A 1031 exchange is a tax-deferral strategy used in real estate investing. It allows investors to sell a property, reinvest the proceeds into a “like-kind” property, and defer paying capital gains taxes on the sale. Technically, this type of exchange is called a “like-kind exchange,” but it’s more commonly known as a 1031 exchange after the relevant section of the tax code.
Types of Properties Eligible for 1031 Exchanges
In order to qualify for a 1031 exchange, the property being sold must be “like-kind” to the property being purchased. The IRS has interpreted “like-kind” very broadly to include all types of investment property, including:,
-Single-family rental homes
-Duplexes and other small multifamily properties
-Commercial office buildings and retail centers
-Industrial warehouses and storage units
-Vacant land
Basically, any type of investment property can be exchanged for any other type of investment property. It should be noted, however, that property held for personal use—such as a primary residence or a vacation home—is not eligible for a 1031 exchange.
The Process of Completing a 1031 Exchange
There are four key steps to completing a 1031 exchange:
1. Identify potential replacement properties. You have 45 days from the date of selling your original property to identify one or more possible replacement properties. You can identify up to three properties without regard to value or any number of properties as long as their total fair market value does not exceed 200% of the fair market value of the property being sold.
2. Purchase the replacement property.
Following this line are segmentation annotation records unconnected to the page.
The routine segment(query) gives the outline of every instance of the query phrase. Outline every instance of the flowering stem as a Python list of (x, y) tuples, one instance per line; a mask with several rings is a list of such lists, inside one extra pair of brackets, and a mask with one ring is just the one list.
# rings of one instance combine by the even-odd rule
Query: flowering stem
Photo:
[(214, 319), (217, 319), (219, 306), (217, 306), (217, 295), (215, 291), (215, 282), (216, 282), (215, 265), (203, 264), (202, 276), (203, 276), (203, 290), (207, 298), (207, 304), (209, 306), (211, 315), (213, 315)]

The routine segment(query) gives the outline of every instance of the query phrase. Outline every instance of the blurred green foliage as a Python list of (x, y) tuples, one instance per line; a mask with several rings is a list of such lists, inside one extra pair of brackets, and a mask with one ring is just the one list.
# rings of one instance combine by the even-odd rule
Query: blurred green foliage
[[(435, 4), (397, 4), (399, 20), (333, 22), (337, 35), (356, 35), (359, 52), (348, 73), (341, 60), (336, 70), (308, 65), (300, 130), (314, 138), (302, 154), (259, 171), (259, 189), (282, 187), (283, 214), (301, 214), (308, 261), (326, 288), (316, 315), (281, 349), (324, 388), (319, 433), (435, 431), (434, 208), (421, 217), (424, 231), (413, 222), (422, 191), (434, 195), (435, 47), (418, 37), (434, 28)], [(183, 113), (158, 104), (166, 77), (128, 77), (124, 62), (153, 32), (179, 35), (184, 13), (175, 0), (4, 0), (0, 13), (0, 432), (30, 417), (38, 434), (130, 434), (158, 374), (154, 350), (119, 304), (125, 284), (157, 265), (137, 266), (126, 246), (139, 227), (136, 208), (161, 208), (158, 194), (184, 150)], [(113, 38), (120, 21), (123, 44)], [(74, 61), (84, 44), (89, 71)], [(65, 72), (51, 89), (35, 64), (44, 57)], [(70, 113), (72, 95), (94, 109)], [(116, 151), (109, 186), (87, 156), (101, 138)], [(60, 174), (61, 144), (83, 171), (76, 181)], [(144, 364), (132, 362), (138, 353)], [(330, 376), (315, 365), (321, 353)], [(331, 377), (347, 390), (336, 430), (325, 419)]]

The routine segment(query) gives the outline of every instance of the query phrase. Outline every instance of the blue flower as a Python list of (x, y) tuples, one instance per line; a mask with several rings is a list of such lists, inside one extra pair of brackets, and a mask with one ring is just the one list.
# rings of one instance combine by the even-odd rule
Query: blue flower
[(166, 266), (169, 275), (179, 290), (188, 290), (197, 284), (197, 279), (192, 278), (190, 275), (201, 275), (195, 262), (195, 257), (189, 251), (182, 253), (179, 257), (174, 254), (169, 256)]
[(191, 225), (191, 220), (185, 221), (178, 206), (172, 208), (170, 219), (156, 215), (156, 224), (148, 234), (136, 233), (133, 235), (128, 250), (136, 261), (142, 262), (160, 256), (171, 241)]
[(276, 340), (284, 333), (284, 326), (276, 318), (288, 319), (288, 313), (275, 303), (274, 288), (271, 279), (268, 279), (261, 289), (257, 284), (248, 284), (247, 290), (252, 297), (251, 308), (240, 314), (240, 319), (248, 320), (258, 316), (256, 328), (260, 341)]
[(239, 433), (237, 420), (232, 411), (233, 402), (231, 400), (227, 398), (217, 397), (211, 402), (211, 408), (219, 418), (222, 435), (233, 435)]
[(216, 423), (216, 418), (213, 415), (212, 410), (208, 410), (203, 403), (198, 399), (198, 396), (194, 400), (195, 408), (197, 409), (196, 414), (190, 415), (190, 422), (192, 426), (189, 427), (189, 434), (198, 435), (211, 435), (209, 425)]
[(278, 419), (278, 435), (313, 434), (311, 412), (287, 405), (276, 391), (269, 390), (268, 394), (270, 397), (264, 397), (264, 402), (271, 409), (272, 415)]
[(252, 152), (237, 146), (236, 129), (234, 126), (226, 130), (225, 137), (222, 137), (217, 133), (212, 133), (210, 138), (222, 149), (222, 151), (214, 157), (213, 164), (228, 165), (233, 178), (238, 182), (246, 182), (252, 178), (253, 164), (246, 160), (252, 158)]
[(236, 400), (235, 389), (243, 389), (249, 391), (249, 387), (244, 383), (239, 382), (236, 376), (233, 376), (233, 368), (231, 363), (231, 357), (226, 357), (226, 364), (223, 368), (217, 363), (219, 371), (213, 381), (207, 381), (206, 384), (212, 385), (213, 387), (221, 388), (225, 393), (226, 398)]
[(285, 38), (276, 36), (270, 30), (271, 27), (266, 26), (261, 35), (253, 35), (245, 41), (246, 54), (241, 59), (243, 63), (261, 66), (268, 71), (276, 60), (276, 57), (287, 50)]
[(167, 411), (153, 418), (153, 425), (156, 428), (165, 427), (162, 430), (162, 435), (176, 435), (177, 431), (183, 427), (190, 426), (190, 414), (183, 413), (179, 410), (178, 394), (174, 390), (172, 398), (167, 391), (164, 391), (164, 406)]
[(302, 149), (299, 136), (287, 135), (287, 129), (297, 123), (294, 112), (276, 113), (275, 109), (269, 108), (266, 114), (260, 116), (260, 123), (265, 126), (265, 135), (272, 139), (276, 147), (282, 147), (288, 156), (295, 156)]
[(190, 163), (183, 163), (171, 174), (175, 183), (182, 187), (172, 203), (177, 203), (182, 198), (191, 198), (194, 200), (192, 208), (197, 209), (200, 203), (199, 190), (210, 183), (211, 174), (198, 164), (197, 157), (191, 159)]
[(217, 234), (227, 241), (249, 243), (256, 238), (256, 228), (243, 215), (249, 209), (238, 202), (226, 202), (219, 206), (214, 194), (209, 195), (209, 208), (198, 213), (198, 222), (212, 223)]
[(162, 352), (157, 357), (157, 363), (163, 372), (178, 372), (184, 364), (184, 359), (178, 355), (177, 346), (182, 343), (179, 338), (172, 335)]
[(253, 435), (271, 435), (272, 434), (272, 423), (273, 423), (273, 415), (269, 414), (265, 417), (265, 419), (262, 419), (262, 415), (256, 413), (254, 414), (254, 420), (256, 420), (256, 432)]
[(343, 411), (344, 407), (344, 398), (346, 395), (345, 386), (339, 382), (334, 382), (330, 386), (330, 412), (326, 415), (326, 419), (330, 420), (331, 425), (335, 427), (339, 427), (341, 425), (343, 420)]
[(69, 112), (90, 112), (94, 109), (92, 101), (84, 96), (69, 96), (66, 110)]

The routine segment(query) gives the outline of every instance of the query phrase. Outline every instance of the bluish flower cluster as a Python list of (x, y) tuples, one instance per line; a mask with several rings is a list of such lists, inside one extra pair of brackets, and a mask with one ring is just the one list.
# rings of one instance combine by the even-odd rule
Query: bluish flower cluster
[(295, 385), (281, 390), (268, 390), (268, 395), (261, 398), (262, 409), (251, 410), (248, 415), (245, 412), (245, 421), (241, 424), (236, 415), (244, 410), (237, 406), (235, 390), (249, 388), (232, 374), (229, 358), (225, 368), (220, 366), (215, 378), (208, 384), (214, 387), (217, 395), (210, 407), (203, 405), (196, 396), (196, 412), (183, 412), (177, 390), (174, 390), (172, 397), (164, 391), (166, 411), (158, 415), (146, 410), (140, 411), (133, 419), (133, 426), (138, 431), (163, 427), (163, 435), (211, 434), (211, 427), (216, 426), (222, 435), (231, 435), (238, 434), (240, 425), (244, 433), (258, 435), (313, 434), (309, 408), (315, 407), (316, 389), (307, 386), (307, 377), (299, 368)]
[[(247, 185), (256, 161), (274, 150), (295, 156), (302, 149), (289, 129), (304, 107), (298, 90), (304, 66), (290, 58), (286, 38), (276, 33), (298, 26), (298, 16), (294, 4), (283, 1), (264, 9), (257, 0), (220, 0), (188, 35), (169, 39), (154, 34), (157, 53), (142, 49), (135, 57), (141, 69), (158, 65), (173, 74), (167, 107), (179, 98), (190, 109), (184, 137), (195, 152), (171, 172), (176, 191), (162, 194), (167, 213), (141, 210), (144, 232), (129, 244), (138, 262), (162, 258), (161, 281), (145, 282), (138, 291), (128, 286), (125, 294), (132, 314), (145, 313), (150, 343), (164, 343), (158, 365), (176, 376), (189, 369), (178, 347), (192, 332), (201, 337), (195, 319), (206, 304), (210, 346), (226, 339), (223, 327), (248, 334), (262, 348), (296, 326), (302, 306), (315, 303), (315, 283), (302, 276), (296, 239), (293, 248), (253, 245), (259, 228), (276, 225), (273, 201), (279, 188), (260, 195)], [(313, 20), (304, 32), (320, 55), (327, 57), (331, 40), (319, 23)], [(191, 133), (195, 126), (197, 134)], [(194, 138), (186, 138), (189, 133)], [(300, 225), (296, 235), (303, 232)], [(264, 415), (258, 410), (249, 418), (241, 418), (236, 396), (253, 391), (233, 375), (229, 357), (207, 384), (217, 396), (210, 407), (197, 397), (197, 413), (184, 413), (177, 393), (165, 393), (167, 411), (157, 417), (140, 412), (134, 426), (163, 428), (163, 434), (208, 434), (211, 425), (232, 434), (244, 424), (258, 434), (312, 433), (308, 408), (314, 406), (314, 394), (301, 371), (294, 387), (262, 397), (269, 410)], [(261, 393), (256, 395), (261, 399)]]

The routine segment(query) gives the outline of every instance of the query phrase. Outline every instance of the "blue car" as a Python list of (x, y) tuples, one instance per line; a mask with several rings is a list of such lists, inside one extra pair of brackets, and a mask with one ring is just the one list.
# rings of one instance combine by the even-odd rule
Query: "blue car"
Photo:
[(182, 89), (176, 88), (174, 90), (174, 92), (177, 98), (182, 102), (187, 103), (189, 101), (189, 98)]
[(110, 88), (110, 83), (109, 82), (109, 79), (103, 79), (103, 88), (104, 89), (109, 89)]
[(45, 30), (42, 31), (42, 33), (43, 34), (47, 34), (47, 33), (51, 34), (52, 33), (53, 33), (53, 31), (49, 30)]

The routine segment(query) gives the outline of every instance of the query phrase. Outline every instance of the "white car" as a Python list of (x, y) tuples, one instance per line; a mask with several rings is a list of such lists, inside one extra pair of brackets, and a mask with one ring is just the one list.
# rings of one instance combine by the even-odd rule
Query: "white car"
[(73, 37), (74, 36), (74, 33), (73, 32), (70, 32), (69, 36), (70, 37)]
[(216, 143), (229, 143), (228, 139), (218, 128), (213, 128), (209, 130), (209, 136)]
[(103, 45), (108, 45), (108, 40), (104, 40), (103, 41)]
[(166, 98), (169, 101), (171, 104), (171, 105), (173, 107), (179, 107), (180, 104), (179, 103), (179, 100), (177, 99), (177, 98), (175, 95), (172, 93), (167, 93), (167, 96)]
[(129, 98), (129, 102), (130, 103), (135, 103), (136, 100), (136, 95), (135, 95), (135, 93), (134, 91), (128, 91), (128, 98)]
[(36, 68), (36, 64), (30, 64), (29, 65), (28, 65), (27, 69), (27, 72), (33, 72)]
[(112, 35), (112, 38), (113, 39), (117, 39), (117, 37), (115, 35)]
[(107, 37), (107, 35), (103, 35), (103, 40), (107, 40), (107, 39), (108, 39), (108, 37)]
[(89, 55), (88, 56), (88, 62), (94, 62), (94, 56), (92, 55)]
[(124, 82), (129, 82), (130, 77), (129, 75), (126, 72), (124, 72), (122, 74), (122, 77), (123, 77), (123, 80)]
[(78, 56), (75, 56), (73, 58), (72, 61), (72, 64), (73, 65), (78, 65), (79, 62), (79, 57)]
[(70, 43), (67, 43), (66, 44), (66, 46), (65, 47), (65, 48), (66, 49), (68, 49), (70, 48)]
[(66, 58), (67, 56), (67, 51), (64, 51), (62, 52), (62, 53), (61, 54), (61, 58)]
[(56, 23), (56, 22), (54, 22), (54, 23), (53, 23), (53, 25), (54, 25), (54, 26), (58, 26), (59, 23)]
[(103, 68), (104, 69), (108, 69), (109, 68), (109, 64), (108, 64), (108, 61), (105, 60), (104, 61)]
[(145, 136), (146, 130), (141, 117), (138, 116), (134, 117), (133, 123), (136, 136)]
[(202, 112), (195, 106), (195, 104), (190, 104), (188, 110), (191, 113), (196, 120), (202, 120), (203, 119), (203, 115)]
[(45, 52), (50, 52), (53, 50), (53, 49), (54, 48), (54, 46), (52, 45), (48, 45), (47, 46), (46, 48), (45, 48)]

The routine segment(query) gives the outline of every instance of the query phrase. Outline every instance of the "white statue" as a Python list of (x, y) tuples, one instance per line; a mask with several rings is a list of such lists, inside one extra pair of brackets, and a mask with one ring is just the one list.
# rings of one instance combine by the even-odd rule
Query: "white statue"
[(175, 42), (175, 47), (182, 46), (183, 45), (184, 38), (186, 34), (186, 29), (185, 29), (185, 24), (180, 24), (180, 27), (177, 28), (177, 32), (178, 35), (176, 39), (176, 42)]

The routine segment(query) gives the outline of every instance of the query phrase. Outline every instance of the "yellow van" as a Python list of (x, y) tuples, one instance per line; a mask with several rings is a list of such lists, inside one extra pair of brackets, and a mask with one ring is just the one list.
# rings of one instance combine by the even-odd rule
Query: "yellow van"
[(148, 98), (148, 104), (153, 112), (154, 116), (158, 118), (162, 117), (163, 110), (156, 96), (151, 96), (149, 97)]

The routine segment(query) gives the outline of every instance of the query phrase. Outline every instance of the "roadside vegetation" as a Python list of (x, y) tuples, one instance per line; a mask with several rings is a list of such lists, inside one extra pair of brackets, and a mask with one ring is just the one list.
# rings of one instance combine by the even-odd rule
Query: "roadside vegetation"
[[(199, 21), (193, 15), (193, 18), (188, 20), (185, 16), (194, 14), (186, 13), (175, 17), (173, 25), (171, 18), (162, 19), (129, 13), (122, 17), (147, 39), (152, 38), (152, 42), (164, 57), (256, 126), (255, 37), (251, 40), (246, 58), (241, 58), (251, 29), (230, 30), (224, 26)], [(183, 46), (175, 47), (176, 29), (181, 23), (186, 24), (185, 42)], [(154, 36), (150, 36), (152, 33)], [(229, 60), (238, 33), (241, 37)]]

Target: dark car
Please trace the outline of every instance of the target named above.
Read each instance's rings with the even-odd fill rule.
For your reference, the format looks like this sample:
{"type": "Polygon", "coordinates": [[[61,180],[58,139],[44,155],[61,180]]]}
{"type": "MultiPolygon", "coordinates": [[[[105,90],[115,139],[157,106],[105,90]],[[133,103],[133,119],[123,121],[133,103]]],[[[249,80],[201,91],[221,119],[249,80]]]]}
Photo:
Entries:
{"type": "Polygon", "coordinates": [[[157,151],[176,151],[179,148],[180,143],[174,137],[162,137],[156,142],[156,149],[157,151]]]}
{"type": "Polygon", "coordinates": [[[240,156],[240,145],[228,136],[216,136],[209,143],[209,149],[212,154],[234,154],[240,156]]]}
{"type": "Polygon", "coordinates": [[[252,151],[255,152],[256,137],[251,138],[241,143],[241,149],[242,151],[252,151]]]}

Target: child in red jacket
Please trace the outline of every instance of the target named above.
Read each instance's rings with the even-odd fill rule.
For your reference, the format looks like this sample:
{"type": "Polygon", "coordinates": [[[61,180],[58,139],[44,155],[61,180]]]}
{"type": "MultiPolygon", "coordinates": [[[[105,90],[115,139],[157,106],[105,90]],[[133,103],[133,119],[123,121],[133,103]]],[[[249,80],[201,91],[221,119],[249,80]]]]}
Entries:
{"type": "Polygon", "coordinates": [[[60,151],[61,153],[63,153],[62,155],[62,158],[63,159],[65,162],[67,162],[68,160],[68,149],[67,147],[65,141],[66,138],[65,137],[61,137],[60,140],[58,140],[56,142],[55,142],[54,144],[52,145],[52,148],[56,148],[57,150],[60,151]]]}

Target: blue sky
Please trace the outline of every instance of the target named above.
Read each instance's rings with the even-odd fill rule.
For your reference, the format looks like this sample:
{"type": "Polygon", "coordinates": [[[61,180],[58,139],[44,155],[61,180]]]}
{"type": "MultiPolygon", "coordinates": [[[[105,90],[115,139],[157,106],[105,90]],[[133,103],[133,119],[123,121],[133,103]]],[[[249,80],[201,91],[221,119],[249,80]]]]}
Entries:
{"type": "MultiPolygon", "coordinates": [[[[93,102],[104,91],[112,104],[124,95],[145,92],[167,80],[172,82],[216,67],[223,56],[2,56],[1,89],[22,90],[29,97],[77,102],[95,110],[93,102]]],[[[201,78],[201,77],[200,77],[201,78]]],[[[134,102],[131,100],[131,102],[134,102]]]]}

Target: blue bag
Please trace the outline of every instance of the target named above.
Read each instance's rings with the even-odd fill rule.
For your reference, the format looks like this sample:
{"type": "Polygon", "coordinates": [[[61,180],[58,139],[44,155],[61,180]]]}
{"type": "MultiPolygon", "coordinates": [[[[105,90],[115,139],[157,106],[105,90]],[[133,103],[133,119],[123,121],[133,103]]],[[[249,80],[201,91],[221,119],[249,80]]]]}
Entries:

The deadline for purchasing the replacement property is 180 days from the date you sold your original property or the due date (including extensions) of your tax return for that year—whichever comes first.
3.-Notify your Qualified Intermediary (QI). A QI is a third party who facilitates the 1031 exchange by holding onto the proceeds from the sale of your original property and then distributing those funds to purchase the replacement property according to your instructions. You must notify your QI of your intent to complete a 1031 exchange within 45 days of selling your original property.
4.-Complete all paperwork and file Form 8824 with your taxes. Within 120 days of selling your original property, you’ll need to prepare and submit Form 8824 with your federal tax return for that year. This form details all information related to your 1031 exchange, such as identification numbers for both properties involved in the swap and proof that you’ve met all deadlines associated with the process.
A 1031 exchange is an excellent way to defer paying capital gains taxes on an investment property sale—but it’s not without its challenges. From meeting strict deadlines to finding suitable replacement properties, there’s a lot that can go wrong if you’re not prepared. But if you do your research and work with experienced professionals, you can successfully complete a 1031 exchange and continue growing your real estate portfolio tax-free.